RuntimeError: DataLoader worker (pid 32978) is killed by signal: Aborted.

Aakash3101 commented 6 months ago

Hi, I am unable to run CCD, it seems that the Memory usage spikes immediately. I have reduced num_workers to 0, and also reduced batch size to 8 and also used fp16. But it seems to me that the Dataloader is creating problem only while running train.py. I was able to run 'test.py` on ARD model.

TongkunGuan commented 6 months ago

Hi, I am unable to run CCD, it seems that the Memory usage spikes immediately. I have reduced num_workers to 0, and also reduced batch size to 8 and also used fp16. But it seems to me that the Dataloader is creating problem only while running train.py. I was able to run 'test.py` on ARD model.

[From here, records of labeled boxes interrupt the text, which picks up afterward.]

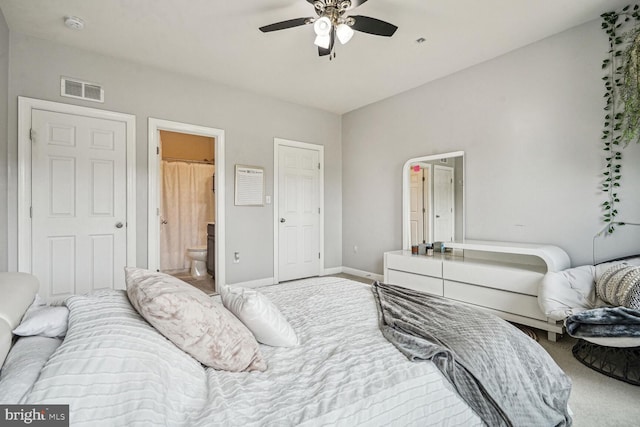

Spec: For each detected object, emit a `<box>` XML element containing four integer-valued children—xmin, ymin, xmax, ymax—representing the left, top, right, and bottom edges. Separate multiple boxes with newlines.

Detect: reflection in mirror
<box><xmin>402</xmin><ymin>151</ymin><xmax>465</xmax><ymax>250</ymax></box>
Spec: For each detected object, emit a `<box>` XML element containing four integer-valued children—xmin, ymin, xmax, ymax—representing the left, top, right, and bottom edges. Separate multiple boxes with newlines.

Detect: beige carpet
<box><xmin>538</xmin><ymin>331</ymin><xmax>640</xmax><ymax>427</ymax></box>
<box><xmin>337</xmin><ymin>274</ymin><xmax>640</xmax><ymax>427</ymax></box>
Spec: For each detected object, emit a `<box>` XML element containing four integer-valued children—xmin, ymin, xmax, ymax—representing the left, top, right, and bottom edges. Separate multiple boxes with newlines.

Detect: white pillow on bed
<box><xmin>220</xmin><ymin>286</ymin><xmax>298</xmax><ymax>347</ymax></box>
<box><xmin>13</xmin><ymin>294</ymin><xmax>69</xmax><ymax>338</ymax></box>
<box><xmin>125</xmin><ymin>267</ymin><xmax>267</xmax><ymax>372</ymax></box>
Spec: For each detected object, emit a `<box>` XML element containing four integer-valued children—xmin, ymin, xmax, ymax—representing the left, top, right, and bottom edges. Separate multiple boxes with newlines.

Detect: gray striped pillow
<box><xmin>596</xmin><ymin>262</ymin><xmax>640</xmax><ymax>310</ymax></box>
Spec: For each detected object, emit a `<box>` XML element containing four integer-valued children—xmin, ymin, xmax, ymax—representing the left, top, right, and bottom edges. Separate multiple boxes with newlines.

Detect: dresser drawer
<box><xmin>442</xmin><ymin>261</ymin><xmax>544</xmax><ymax>297</ymax></box>
<box><xmin>388</xmin><ymin>270</ymin><xmax>442</xmax><ymax>296</ymax></box>
<box><xmin>444</xmin><ymin>280</ymin><xmax>547</xmax><ymax>321</ymax></box>
<box><xmin>387</xmin><ymin>254</ymin><xmax>442</xmax><ymax>277</ymax></box>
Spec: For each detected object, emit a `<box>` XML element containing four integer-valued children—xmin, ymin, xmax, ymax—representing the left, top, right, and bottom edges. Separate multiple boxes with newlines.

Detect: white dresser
<box><xmin>384</xmin><ymin>241</ymin><xmax>570</xmax><ymax>341</ymax></box>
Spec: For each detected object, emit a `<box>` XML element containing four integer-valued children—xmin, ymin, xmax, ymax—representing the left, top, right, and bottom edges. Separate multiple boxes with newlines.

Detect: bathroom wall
<box><xmin>160</xmin><ymin>130</ymin><xmax>215</xmax><ymax>162</ymax></box>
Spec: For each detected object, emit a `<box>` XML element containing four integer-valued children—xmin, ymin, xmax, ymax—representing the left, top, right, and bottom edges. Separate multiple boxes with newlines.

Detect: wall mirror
<box><xmin>402</xmin><ymin>151</ymin><xmax>465</xmax><ymax>250</ymax></box>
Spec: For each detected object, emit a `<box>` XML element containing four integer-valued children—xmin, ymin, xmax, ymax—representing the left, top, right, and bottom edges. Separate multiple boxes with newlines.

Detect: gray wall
<box><xmin>0</xmin><ymin>11</ymin><xmax>9</xmax><ymax>271</ymax></box>
<box><xmin>6</xmin><ymin>33</ymin><xmax>342</xmax><ymax>283</ymax></box>
<box><xmin>342</xmin><ymin>20</ymin><xmax>640</xmax><ymax>273</ymax></box>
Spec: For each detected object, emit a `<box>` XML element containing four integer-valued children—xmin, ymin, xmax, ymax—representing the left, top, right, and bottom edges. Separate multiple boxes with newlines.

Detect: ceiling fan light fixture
<box><xmin>313</xmin><ymin>35</ymin><xmax>331</xmax><ymax>49</ymax></box>
<box><xmin>313</xmin><ymin>16</ymin><xmax>331</xmax><ymax>36</ymax></box>
<box><xmin>336</xmin><ymin>24</ymin><xmax>354</xmax><ymax>44</ymax></box>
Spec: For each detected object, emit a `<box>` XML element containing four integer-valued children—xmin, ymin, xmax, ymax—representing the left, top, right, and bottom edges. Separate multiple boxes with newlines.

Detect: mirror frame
<box><xmin>402</xmin><ymin>151</ymin><xmax>467</xmax><ymax>251</ymax></box>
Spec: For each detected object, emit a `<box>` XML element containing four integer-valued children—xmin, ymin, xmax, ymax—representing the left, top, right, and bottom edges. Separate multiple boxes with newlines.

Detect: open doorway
<box><xmin>148</xmin><ymin>118</ymin><xmax>225</xmax><ymax>294</ymax></box>
<box><xmin>158</xmin><ymin>130</ymin><xmax>215</xmax><ymax>293</ymax></box>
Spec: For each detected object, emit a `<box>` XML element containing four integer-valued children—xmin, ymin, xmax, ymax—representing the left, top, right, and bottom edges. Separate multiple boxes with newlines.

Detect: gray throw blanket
<box><xmin>565</xmin><ymin>307</ymin><xmax>640</xmax><ymax>338</ymax></box>
<box><xmin>372</xmin><ymin>282</ymin><xmax>571</xmax><ymax>427</ymax></box>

Can you describe your problem in detail, including hardware configuration and reported problem?

Aakash3101 commented 6 months ago

OS: Ubuntu 22.04.4 LTS x86_64 GPU: NVIDIA GeForce GTX 1050 Ti Mobile (Cuda : 12.2) RAM: 16 GB

I have followed the instructions for installation with torch==1.10.0+cu113 and other similar dependencies. I tried inferencing the ARD model on my dataset, and it works fine. But when I try to train a model using 'train.py', I get an error message that the dataloader processes have been killed by signal.

This is my CCD_pretrain_ViT_Base.yaml :

global:
  name: pre_base_65536
  phase: train
  stage: pretrain-vision
  workdir: workdir
  seed: ~

output_dir: './saved_models/'

dataset:
  scheme: selfsupervised_kmeans
  type: ST
  train: {
    roots: [
        '/home/aakash01/Desktop/parseq/results/train/real',
        # 'xxx/data_lmdb/training/label/Synth',
        # 'xxx/data_lmdb/training/URD/OCR-CC',
    ],
  }
  valid: {
    roots: [
        '/home/aakash01/Desktop/parseq/results/val',
        # 'xxx/data_lmdb/validation',
    ],
  }
  test: {
    roots: [
        '/home/aakash01/Desktop/parseq/results/test',
        # 'xxx/data_lmdb/evaluation/benchmark',
        # 'xxx/data_lmdb/evaluation/addition',
    ],
  }
  data_aug: True
  multiscales: False
  mask: False
  num_workers: 8
  augmentation_severity: 5
  charset_path: './Dino/data/charset_95.txt'
  mask_path: None #'xxx/data_lmdb/Mask'

training:
  epochs: 3
  start_iters: 0
  show_iters: 200
  eval_iters: 3000
  save_iters: 50000

model:
  name: 'Dino.model.dino_vision.ABIDINOModel'
  seg_channel: 512
  checkpoint: ~

mp:
  num: 1

arch: 'vit_base'
patch_size: 4
out_dim: 65536
#Not normalizing leads to better performance but can make the training unstable.
#In our experiments, we typically set this paramater to False with vit_small and True with vit_base."""
norm_last_layer: True
#We recommend setting a higher value with small batches: for example use 0.9995 with batch size of 256.
momentum_teacher: 0.9995
#Initial value for the teacher temperature: 0.04 works well in most cases.
#Try decreasing it if the training loss does not decrease.
warmup_teacher_temp: 0.04
#We recommend starting with the default value of 0.04 and increase this slightly if needed.
teacher_temp: 0.04
#Number of warmup epochs for the teacher temperature (Default: 30).
warmup_teacher_temp_epochs: 0
batch_size_per_gpu: 8
#The learning rate is linearly scaled with the batch size, and specified here for a reference batch size of 256.
lr: 0.0005
#Clipping with norm .3 ~ 1.0 can help optimization for larger ViT architectures.
clip_grad: 3.0
use_bn_in_head: False
use_fp16: False
weight_decay: 0.04
weight_decay_end: 0.4
epochs: 100
freeze_last_layer: 1
warmup_epochs: 10
min_lr: 0.000001
optimizer: adamw
drop_path_rate: 0.1
global_crops_scale: (0.4, 1.)
local_crops_number: 8
crops_number: 2
local_crops_scale: (0.05, 0.4)
seed: 0
num_workers: 8
dist_url: "env://"
local_rank: 0
saveckp_freq: 10

warmup_epoch: 10
imgnet_based: 1000000

I have disabled using masks, the num_workers is set to 8. The error message that I receive is :

Fatal Python error: Cannot recover from stack overflow.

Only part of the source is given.